In my view, even though the driving of a motor vehicle by a person who has no valid driving licence or no licence at all is an unlawful act still the insurer would be liable to third parties notwithstanding the clause in the insurance contract disclaiming liability. The intention of Parliament, when it regulated that an insurance policy that purports to restrict the policy of the insured shall have no effect, was that even in cases where there is an unlawful act, on the part of the insured or an authorised driver the third party should still be in a position to sue and recover damages directly from the insurer.

Finally, as was rightly observed by Korsha JA, in the Zimbabwean case of Eagle Insurance Co -vs- Grant (1989)3 ZLR 278 at page 280 A-B- when construing a provision similar to our Section 148 of the Road Traffic Act:-

“The right to proceed against the insurer directly is purely a statutory provision given to a claimant who issues process in respect of a statutory policy--- By enactment of Section 25 of the Act and by making the insurer liable directly for the death or bodily injury of a third party the legislature introduced a new form of vicarious liability, which in certain circumstances absolves the person who would otherwise be liable to compensate a third party---”

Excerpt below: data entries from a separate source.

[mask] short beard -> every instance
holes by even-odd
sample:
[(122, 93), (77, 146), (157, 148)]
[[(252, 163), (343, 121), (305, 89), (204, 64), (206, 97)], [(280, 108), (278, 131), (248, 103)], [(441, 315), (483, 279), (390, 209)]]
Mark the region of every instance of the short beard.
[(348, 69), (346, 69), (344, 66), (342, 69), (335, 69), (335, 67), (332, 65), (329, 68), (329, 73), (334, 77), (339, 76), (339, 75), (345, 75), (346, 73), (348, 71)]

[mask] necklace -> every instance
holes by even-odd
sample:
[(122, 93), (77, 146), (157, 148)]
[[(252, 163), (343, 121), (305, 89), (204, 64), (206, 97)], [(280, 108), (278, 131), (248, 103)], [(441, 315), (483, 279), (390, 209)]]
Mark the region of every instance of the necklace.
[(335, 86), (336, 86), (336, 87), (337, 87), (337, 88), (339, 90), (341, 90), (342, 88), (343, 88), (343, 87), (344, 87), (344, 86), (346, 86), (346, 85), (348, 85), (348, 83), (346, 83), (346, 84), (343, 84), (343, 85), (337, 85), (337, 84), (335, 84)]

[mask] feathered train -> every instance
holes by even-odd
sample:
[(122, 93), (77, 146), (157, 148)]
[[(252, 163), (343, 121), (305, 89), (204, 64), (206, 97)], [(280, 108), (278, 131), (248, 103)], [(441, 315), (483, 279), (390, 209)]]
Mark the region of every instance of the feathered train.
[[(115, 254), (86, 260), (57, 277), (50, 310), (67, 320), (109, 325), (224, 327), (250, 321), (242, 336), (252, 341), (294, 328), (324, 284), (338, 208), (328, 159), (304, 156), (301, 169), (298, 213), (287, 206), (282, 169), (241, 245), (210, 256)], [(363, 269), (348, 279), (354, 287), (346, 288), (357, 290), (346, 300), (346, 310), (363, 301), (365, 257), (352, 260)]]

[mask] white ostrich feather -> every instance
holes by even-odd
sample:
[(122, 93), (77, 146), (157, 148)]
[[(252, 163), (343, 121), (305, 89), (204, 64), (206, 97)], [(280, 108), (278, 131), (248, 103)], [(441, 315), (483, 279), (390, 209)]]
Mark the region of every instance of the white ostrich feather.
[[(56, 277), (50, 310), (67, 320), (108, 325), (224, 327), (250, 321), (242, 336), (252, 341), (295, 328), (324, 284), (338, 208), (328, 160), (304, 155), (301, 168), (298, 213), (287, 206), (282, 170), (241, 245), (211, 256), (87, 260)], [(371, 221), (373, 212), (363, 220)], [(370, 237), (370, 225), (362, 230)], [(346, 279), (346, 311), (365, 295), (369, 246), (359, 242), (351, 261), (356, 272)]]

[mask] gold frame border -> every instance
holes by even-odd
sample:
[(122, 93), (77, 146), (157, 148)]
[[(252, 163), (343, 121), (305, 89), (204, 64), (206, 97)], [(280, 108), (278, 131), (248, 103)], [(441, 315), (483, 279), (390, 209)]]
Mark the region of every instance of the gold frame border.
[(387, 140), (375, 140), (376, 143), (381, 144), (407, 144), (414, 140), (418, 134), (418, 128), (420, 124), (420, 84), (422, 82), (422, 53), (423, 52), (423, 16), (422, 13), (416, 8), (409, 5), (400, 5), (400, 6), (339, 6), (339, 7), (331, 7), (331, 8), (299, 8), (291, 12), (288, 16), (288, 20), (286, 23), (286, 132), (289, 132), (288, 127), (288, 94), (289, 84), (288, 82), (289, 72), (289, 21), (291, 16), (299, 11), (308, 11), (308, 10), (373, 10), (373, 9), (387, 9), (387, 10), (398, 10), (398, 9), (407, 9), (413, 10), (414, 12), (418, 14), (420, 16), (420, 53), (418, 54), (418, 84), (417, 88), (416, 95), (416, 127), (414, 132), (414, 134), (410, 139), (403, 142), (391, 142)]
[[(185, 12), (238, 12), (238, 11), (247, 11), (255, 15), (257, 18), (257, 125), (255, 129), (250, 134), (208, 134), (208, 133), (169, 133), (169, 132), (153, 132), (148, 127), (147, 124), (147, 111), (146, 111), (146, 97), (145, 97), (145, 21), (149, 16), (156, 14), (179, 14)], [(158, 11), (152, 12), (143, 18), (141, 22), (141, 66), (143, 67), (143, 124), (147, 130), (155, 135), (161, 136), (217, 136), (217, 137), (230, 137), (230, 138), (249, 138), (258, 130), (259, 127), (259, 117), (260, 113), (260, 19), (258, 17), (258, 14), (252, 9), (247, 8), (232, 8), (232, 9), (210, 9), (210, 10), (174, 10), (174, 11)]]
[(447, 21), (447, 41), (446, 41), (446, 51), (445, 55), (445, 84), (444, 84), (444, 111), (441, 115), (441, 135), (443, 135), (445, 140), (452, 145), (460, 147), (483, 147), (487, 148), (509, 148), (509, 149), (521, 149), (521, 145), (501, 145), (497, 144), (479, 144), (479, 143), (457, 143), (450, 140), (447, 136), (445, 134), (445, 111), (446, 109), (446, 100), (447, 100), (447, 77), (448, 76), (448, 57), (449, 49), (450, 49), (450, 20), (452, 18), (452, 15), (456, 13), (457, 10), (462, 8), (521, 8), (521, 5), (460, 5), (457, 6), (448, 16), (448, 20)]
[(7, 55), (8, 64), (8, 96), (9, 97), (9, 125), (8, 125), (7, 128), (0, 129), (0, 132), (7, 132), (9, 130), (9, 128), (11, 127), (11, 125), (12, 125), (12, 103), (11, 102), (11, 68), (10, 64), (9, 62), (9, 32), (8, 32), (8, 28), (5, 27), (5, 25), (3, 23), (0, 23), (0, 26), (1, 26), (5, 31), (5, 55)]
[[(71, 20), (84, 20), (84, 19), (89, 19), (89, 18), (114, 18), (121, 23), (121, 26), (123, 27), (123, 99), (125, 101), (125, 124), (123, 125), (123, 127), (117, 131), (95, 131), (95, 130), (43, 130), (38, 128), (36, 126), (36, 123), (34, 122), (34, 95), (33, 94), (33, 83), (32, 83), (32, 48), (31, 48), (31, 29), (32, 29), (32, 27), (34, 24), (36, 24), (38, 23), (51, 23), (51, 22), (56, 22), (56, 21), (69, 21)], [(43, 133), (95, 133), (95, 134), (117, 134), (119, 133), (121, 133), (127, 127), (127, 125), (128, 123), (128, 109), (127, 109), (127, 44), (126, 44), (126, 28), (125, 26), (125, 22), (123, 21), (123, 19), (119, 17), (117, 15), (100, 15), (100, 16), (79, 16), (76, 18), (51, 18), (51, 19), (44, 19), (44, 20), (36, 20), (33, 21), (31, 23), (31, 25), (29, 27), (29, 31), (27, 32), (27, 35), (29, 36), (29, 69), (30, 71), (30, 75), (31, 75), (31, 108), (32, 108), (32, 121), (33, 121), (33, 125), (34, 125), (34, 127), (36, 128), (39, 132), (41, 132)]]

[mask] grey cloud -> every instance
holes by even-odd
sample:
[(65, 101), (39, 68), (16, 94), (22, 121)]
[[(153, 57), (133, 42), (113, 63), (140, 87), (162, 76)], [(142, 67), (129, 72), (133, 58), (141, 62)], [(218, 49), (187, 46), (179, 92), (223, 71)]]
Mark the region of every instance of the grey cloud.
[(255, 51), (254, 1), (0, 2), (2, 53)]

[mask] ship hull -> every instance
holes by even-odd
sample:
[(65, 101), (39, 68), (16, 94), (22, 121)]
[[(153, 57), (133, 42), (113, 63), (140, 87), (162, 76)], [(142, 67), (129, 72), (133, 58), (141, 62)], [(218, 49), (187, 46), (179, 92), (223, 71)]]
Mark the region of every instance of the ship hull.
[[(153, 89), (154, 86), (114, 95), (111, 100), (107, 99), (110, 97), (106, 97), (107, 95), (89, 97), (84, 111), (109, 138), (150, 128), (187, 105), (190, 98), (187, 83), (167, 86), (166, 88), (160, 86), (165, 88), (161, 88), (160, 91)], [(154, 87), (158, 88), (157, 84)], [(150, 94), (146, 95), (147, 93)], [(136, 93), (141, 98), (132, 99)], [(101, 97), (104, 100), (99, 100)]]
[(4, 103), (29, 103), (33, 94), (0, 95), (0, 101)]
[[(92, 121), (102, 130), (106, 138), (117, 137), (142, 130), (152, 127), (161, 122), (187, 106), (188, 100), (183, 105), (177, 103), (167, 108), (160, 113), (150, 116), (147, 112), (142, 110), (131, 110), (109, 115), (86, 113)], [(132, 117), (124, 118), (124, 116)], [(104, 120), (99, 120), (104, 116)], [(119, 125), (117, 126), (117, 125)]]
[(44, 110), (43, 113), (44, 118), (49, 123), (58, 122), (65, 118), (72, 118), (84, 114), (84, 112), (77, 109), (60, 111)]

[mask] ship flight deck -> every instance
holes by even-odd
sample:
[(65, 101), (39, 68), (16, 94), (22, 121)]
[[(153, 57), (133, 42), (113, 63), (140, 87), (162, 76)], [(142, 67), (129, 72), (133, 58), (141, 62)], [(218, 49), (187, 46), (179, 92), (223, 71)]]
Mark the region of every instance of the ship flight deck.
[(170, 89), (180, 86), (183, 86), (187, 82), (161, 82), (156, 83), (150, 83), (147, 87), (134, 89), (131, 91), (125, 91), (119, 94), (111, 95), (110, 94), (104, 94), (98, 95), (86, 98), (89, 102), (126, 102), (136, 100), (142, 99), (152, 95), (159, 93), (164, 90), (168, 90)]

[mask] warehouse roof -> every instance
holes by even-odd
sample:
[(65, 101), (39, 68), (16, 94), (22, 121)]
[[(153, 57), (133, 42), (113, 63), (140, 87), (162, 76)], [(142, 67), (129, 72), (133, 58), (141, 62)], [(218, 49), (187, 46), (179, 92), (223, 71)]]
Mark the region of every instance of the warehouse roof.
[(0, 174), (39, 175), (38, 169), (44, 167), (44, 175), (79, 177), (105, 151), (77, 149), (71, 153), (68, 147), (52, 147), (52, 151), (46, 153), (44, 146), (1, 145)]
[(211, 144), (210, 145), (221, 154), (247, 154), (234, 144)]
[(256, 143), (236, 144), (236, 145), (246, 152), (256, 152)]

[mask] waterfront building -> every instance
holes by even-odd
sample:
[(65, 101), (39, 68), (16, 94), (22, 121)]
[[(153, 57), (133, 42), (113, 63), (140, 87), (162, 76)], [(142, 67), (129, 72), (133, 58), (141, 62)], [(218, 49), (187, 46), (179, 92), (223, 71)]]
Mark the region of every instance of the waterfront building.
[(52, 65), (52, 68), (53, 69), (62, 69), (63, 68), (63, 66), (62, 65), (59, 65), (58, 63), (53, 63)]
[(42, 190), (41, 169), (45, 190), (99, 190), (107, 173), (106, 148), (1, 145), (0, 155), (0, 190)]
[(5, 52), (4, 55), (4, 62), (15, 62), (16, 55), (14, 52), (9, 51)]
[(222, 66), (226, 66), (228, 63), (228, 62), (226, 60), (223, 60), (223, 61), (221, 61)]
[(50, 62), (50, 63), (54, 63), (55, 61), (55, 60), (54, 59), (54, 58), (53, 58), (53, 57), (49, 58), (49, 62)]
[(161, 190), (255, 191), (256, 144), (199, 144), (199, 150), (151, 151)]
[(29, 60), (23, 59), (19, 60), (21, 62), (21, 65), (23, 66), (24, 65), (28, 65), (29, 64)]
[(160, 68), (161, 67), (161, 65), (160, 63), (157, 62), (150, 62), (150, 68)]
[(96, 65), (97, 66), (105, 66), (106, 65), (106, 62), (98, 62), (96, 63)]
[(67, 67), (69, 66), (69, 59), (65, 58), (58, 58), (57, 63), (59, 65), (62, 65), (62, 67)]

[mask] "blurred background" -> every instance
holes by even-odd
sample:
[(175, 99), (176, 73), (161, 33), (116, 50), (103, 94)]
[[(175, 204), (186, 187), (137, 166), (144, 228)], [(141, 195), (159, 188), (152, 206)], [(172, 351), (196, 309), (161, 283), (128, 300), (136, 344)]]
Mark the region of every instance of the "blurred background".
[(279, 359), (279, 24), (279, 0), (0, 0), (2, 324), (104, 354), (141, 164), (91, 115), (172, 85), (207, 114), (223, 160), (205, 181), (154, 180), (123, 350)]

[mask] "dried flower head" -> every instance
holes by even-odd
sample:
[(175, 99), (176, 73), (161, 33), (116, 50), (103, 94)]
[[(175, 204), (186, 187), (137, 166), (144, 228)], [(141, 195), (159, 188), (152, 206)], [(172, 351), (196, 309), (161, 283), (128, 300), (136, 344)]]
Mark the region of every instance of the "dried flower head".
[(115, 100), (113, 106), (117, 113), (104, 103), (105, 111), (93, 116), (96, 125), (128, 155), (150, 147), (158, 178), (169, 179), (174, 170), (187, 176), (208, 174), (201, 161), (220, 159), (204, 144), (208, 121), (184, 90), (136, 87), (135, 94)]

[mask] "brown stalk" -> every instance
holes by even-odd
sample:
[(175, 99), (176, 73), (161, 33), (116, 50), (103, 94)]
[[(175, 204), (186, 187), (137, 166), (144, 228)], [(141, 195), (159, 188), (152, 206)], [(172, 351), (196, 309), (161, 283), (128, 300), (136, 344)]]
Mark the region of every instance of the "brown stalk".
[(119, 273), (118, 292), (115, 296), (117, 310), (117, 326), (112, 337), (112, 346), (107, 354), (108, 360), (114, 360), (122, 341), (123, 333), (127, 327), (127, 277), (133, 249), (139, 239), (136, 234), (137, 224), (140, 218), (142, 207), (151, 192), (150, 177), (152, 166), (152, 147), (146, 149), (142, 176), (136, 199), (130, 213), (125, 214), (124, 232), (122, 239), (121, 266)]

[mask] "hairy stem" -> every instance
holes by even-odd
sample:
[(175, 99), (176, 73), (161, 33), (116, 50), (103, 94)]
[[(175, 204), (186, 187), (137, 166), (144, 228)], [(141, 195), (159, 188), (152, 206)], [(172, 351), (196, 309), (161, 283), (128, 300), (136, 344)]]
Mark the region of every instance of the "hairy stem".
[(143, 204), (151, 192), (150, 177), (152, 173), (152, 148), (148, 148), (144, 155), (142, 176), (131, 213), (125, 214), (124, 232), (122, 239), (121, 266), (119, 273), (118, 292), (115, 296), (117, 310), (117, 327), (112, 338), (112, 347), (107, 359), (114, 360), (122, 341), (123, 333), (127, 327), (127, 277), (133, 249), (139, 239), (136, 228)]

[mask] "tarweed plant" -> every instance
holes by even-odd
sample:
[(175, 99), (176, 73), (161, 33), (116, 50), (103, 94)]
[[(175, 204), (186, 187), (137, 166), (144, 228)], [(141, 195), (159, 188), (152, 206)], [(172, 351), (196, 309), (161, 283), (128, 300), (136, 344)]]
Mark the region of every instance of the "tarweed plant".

The above observation holds as well for the position, at law, in Malawi for I see no reason why I should depart from it in view of the fact that our Section 148 of the Road Traffic Act is similarly worded. It is the correct exposition of the law on compulsory third party insurance as engendered by our statute.

In conclusion, the question is answered in the affirmative. It is therefore ordered that the Defendant would, at law, be liable to the Plaintiffs for damages in respect of the injuries sustained by the Plaintiffs in a road accident on 14th May 1999 notwithstanding the fact that the driver of the motor vehicle did not have or possess a valid driving licence contrary to the contract of insurance between the Defendant and the third party and the Road Traffic Act. The costs occasioned in this preliminary hearing are costs in the cause.

Lastly, I would like to make some remarks in passing regarding the procedure that was adopted in this matter concerning the preliminary issue that has just been decided above. It is my opinion that the provisions Order 14A of the Rules of the Supreme Court were not considered at the time the order for the determination of the preliminary issue was being prayed for by the Defendant. I am of this view because it is evident from the case file that, even though this court has made a determination on the question put before it, there will be no finality to the entire cause or matter. It is as if the court was given an academic question to answer. That is not the purpose of this procedure. In future it would be advisable that before an application for order is made for the determination of a preliminary point of law, like in the instant case, the provisions of the said Order 14A of the Rules of the Supreme Court should be borne in mind so that once a determination is made there is finality to the entire cause or matter.

Pronounced in Chambers this 30th day of October, 2000, at Blantyre.